Johann Stobäus (1580-1646) was a German composer and lutenist, pupil and successor of Johann Eccard (another of the composers of this collection) at the post of Kappellmeister in Königsberg. His production of occasional music seems not occasional at all as he wrote an incredible number of these works in addition to those he had to compose for divine services and teaching.
Johannes Schultz (1582-1653) was a German composer and organist at St. John’s Church in Dannenberg (Duchy of Brunswick-Lüneburg, now in Lower Saxony). He wrote instrumental dances as well as sacred and secular music.
Johann Steffens (1560-1616) was a German organist and composer. He was officially appointed organist of the Johanniskirche, Lüneburg, in 1595 and held the post for twenty years. He was one of the fifty-three experts who took part in the famous organ trial at Gröningen, near Halberstadt, in 1596 and he was a respected organ teacher.
Johannes Eccard (1553–1611) began his career as a chorister and was pupil, among the others, of the famous Orlando di Lasso while he was in Munich in 1573. He was appointed Kappellmeister in Königsberg in 1604 and was an early principal conductor at the Berlin court chapel. He wrote only vocal music as the centre of his production was the Lutheran chorale.
Johann Vierdanck (ca. 1605–1646) was a violinist, cornettist and composer who came from a musical family from Saxony or Thuringia. He was organist in Stralsund from 1635 to 1646, the year of his death. The present album features two of Vierdanck’s compositions: a Capriccio from his collection published in 1641 and Ich freue mich im Herren, written in 1643.

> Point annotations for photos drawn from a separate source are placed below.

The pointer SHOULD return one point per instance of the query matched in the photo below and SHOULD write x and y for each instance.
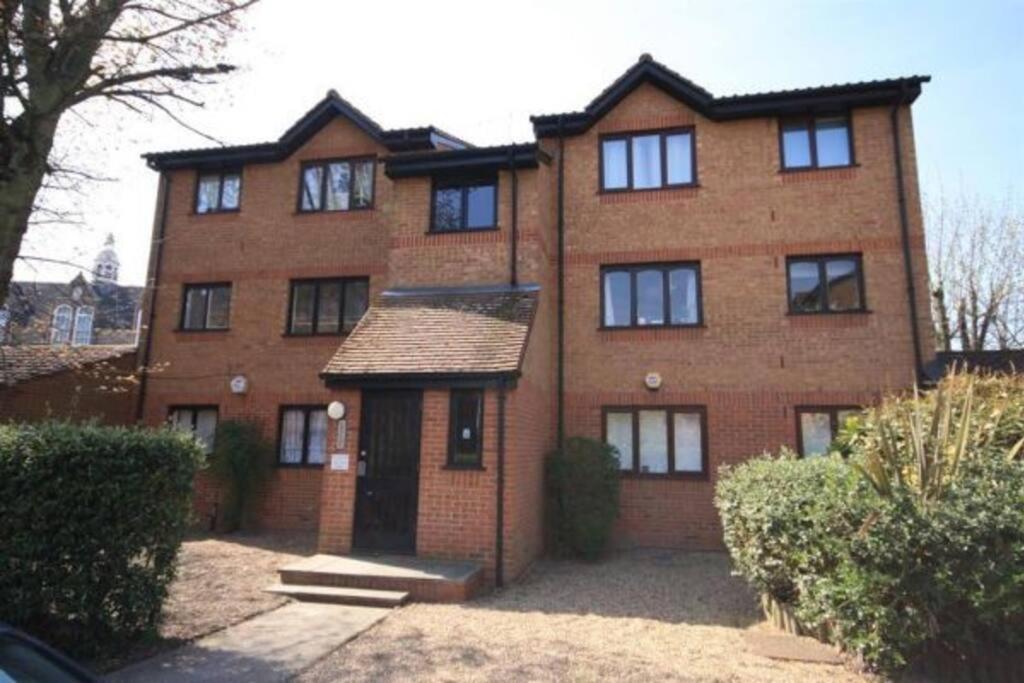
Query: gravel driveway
(642, 615)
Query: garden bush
(91, 520)
(241, 462)
(913, 541)
(582, 497)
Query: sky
(479, 70)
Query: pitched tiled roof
(455, 331)
(18, 364)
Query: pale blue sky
(480, 69)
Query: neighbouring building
(80, 312)
(692, 279)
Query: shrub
(241, 461)
(583, 497)
(91, 519)
(914, 542)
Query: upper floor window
(61, 325)
(465, 428)
(825, 284)
(342, 184)
(206, 306)
(658, 440)
(218, 191)
(327, 306)
(818, 426)
(816, 142)
(303, 435)
(198, 420)
(464, 205)
(83, 327)
(648, 161)
(652, 294)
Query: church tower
(104, 268)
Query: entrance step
(342, 596)
(424, 580)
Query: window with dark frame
(658, 440)
(650, 295)
(464, 204)
(201, 421)
(302, 435)
(817, 427)
(650, 160)
(833, 284)
(218, 191)
(327, 306)
(815, 142)
(206, 306)
(466, 428)
(337, 184)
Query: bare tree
(56, 56)
(977, 272)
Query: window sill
(468, 230)
(464, 468)
(675, 476)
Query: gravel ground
(643, 615)
(220, 582)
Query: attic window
(218, 191)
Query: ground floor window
(303, 435)
(817, 426)
(465, 428)
(198, 420)
(658, 440)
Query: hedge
(91, 519)
(908, 539)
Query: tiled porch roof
(438, 332)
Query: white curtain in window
(291, 436)
(653, 441)
(60, 332)
(689, 447)
(317, 436)
(83, 327)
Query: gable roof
(449, 333)
(333, 104)
(647, 70)
(18, 364)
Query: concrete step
(342, 596)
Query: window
(60, 329)
(466, 427)
(218, 191)
(817, 427)
(343, 184)
(83, 327)
(658, 294)
(648, 161)
(658, 440)
(816, 142)
(825, 284)
(198, 420)
(327, 306)
(464, 205)
(206, 306)
(303, 435)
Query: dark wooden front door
(387, 485)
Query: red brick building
(693, 279)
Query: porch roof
(438, 333)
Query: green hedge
(582, 484)
(913, 541)
(91, 519)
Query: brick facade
(749, 366)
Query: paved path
(273, 646)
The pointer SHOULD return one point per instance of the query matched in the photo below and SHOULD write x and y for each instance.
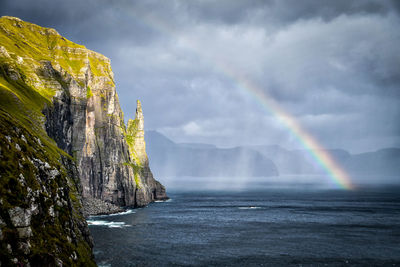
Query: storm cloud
(334, 65)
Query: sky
(333, 65)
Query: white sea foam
(113, 214)
(107, 223)
(168, 200)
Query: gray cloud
(334, 65)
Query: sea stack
(63, 142)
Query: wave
(168, 200)
(107, 223)
(113, 214)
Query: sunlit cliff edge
(63, 141)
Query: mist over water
(270, 227)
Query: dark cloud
(331, 64)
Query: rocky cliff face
(62, 136)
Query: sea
(255, 227)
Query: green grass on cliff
(21, 106)
(29, 43)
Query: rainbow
(314, 148)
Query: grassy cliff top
(27, 44)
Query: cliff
(62, 137)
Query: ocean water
(255, 228)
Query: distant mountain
(384, 161)
(172, 159)
(381, 162)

The performance of the works of the aforementioned composers by Weser-Reinassance under the conduction of Manfred Cordes is absolutely enjoyable. The recording begins with a festive introduction, Schop’s Paduan, played with grace and refinement, features that are immediately echoed in the next, delicate piece, Sweelinck’s Diligam te Domine. Among the finest pieces it is worth mentioning Eccard’s four motets (Wem eim tugendsam Weib, Lasst uns singen, Gott selber hat and Cui pia contigit) that can be found almost at the end of the album. Their elaborated counterpoint make them recognizable among the works and precisely their technical exquisiteness confers them their radiant joy. Other valuable pieces are Steffen’s elegant Audi dulcis amica mea, the solemn Paduan by Schultz and the Paduana & Gaillard by Steffens.
What is surprising is that this music does not remind of Protestant severity, but is instead light, lovely and rich in delicate and sympathetic nuances. Hanseatic Wedding Motets is therefore a warm and amazing introduction to the music of the Hanseatic world, broadening the horizon beyond the mercantile and commercial vocation for which these cities are still remembered to illustrate their musical preferences, an aspect that is little known or even neglected.